We like the way this article describes the rising number of stablecoins entering cryptocurrency — a “Cambrian Explosion.”
It’s a good analogy because we’ve gone from just a handful of these coins in the last 18 months to around 60.
Even by the most generous standards in looking at the need for these coins, a few seems plenty to accomplish all the potential good stablecoins promise. That good is largely based on their use as a key bridge for many investors who want to enter the market without taking a position on any particular cryptocurrency.
Stablecoins are pegged to other stable assets.

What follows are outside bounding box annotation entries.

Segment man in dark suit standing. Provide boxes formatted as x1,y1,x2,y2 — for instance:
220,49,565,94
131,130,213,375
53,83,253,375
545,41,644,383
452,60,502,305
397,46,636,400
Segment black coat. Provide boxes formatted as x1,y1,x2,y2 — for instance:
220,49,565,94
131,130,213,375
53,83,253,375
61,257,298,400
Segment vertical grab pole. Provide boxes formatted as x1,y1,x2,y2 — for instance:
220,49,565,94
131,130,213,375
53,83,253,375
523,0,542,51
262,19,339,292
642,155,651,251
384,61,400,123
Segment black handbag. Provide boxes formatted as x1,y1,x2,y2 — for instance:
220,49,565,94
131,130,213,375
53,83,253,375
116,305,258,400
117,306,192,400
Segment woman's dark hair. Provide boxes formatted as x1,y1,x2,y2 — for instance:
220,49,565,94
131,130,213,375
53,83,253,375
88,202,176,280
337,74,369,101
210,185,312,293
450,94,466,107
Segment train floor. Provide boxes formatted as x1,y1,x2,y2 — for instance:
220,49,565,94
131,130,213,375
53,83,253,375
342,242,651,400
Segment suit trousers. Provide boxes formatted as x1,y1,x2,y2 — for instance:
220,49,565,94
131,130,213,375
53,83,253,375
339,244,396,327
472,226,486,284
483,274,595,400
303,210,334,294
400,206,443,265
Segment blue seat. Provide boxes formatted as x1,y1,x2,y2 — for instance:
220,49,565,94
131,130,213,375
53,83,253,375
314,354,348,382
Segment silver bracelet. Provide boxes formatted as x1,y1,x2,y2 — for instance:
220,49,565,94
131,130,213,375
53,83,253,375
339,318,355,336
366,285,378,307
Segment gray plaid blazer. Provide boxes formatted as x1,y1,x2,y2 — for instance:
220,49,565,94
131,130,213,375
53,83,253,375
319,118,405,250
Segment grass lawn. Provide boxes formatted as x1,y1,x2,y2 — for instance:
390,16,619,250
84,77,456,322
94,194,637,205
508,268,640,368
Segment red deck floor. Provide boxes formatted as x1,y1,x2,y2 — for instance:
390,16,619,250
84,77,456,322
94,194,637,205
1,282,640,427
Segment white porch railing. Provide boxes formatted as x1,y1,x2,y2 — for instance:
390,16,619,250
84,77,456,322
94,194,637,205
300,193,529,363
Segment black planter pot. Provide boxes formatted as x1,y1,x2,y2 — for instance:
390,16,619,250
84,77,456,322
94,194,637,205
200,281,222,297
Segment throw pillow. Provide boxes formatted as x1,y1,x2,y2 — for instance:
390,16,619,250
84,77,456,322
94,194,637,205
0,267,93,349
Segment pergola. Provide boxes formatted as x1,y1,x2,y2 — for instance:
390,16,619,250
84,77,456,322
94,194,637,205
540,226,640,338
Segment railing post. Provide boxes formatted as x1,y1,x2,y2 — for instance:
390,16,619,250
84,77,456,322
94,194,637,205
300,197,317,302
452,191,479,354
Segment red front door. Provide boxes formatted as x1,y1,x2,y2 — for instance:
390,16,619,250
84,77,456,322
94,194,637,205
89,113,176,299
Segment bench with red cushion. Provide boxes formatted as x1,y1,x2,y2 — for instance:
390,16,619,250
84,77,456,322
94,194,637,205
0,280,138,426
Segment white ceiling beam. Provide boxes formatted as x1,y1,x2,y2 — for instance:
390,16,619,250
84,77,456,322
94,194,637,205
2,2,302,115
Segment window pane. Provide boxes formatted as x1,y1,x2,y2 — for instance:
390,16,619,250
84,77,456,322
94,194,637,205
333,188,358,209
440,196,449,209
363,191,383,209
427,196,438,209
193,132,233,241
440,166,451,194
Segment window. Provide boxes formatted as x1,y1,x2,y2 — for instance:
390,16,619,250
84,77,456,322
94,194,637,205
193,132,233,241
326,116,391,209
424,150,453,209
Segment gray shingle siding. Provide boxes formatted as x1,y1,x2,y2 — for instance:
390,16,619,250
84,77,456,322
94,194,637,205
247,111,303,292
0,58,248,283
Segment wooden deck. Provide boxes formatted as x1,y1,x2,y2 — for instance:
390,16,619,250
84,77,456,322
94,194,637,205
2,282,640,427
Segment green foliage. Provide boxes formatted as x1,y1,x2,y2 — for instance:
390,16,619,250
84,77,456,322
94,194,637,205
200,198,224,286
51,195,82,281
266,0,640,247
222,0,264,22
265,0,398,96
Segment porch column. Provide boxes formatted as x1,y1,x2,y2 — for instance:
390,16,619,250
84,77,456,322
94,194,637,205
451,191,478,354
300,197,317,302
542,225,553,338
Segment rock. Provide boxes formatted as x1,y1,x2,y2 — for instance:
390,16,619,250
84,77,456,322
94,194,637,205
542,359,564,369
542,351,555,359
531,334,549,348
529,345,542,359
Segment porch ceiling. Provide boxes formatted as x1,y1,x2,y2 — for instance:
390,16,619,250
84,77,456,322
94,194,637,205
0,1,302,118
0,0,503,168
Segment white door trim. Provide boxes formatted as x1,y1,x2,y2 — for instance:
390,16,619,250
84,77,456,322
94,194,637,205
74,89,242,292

They are global and unfettered by a central bank, yet they have low volatility, making them ideal for use in everyday life.
When we think about the currencies that could be used to back stablecoins, there are only a few that are critical out the gate. We need a dollar-pegged one, a euro-pegged one, and a gold-pegged one. Those are the base layer.
Obviously, we have many more than will survive and thrive in the future, just as there were orders of magnitude more dotcoms in the 1990s than are extant today.
The stablecoin with a clear lead is the Gemini Dollar created by the Winklevoss twins and backed 1 to 1 by the U.S. dollar. But Circle has launched its own version.
In general, we’re excited about stablecoins because they are yet another lowering of an obstacle for those who are new to the market. And we’re all for those kinds of things, assuming they don’t negatively affect the attributes that make crypto set crypto apart.